Para quem visita São Miguel, nos Açores, é quase obrigatório ir às Furnas. Qualquer guia turístico reencaminha os visitantes para aquela povoação, onde o solo vulcânico expele vapor por qualquer abertura que encontre. Muitos dos postais turísticos da ilha – como as fumarolas em ebulição, as nascentes termais de água amarelada e o cozido confeccionado debaixo do chão – estão naquela freguesia, que dista 45km de Ponta Delgada, a cidade mais importante.

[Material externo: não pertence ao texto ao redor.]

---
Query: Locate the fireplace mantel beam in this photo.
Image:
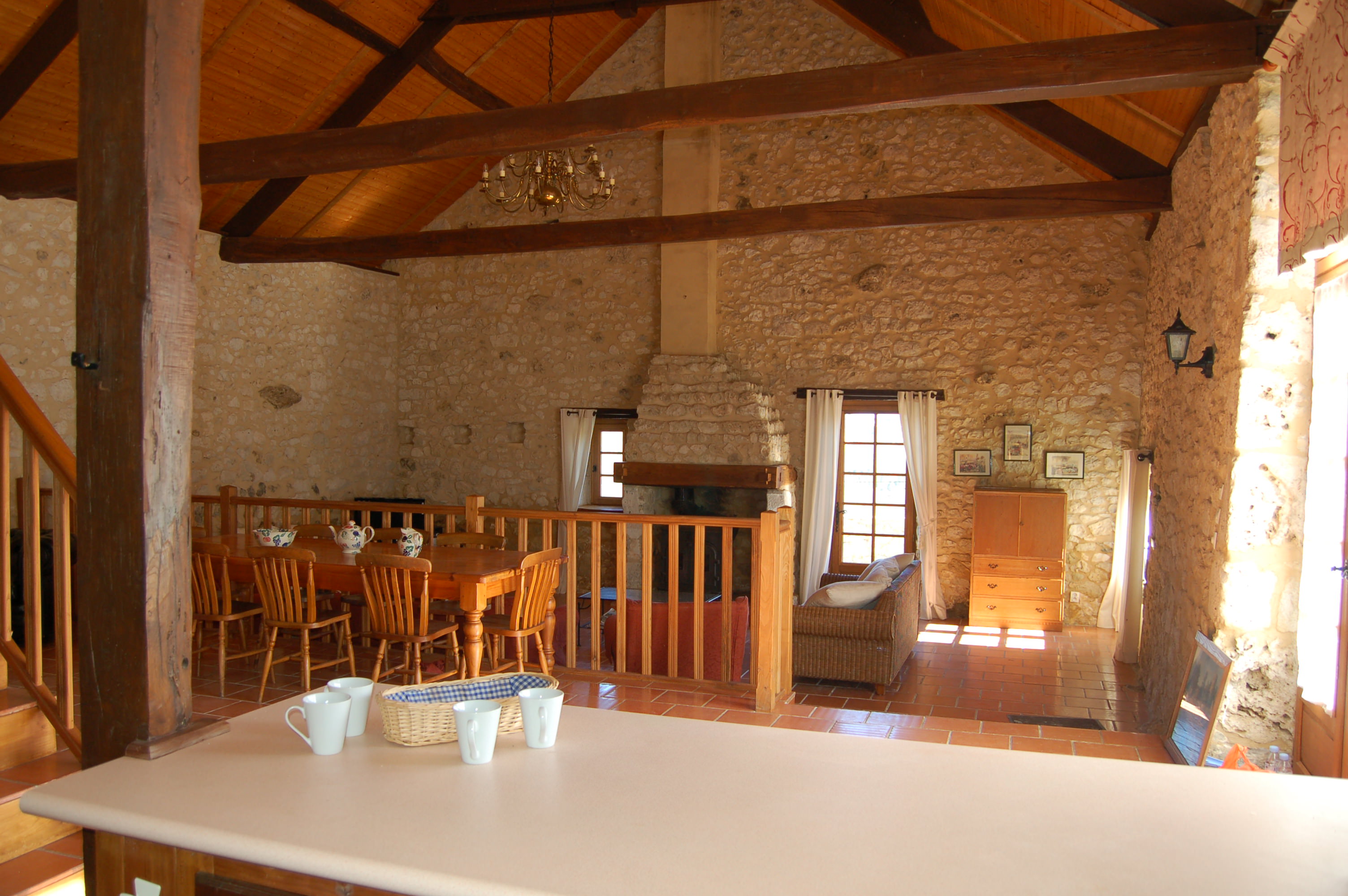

Por estes dias, os cerca de 1500 habitantes têm acompanhado as semanas históricas que o clube da terra, o FC Vale Formoso, tem vivido. O clube, de emblema e equipamento que se confundem com os do Boavista, é apenas composto por jogadores amadores, milita no campeonato de ilha e está na 3.ª eliminatória da Taça de Portugal. Chegou até esta fase sem nunca ter vencido um jogo. Pelo menos dentro das quatro linhas. Nada que retire ambição à equipa, que este domingo, às 13h, vai discutir a passagem à fase seguinte com o Coimbrões, do Campeonato Nacional de Seniores (CNS).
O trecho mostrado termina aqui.